I used D3 to code the maps. So, the pipeline for me was, I got the data, and I analyzed it using R, and then I used Illustrator to do some design, and then for development I used D3 to build these maps, which is a JavaScript library. D3 is just a JavaScript library that’s specifically catered toward data visualization. That pipeline is one I’ve been using pretty consistently, and D3 had been a really important part of my process for a long time now.
How did you go about collecting your data?
So, the census data had the demographics, and then we got the data on the arrest from the Division of Criminal Justice Services. We worked with them over a period of months to get the turnstile arrests with precincts. They have a certain set of information that they generally release. And we requested that they also add precinct to it, so we could make it geographic.
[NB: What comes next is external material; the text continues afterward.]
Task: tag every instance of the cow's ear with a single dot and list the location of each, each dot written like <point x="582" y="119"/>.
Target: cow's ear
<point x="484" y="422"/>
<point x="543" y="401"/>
Were there any of trends you identified in the data that you ended up not pursuing this time around?
I guess the thing that jumped out at me the most with this specific data was just how closely the match is between the precincts that have the high arrest rates and the neighborhoods of color in the city. I mean, basically, the precincts with these high arrests, it’s basically a map of the city’s neighborhoods of color. So, that’s what stood out to me.
And then, I think that we could have done some more work looking into the outcomes of these cases and how that’s changed over time. We talked a little bit about how it seems like one of the reasons the number of arrests has decreased is because of the Manhattan DA’s decision to stop prosecution in some cases. So, I think we could have looked more into that and been like ‘O.K, what are the percent that’s being declined to prosecute, what are the percent where people spend any time in jail, what are the percent that’s being dismissed,’ and just look at those outcomes.
As an interactive reporter, can you describe what sort of work you do?
An interactive reporter tells stories visually and using interaction to help the reader understand and engage with data whatever the subject matter of the story is. And that frequently involves things like web design, and mobile design, and thinking of different types of ways that a story can be in addition to a long, written piece, or maybe in a form that is mostly visual. For me, the most interesting part of that is just thinking about ways that information can be communicated more clearly through visual means. So, obviously, telling stories in a written form is an incredibly effective way, and a lot of information is really well communicated through a written piece. But there are certain pieces of information or types of information that are actually easier, cognitively speaking, for the viewer, to understand if it’s visual. So, that’s what I consider a visual journalist or an interactive journalist to be interested in, these other types of storytelling that can help someone either understand it better or more deeply using means that are in addition to written stories. A lot of what I do is just basic data reporting, just trying to get the basic reporting itself that’s available from data sets.
What advice do you have for journalists with mostly print experience who are interested in visual reporting?
I don’t really think that there’s a super big difference between a journalist who focuses on writing and a data journalist. To me, they’re both people who are interested in information, and data is just information. I think that journalists are completely capable of understanding data and using it in their stories and it’s not that different from what they already do. They’re already really smart at doing this very difficult investigative reporting work, and data’s just another tool, another form of information that they can use to help understand their stories and tell their stories.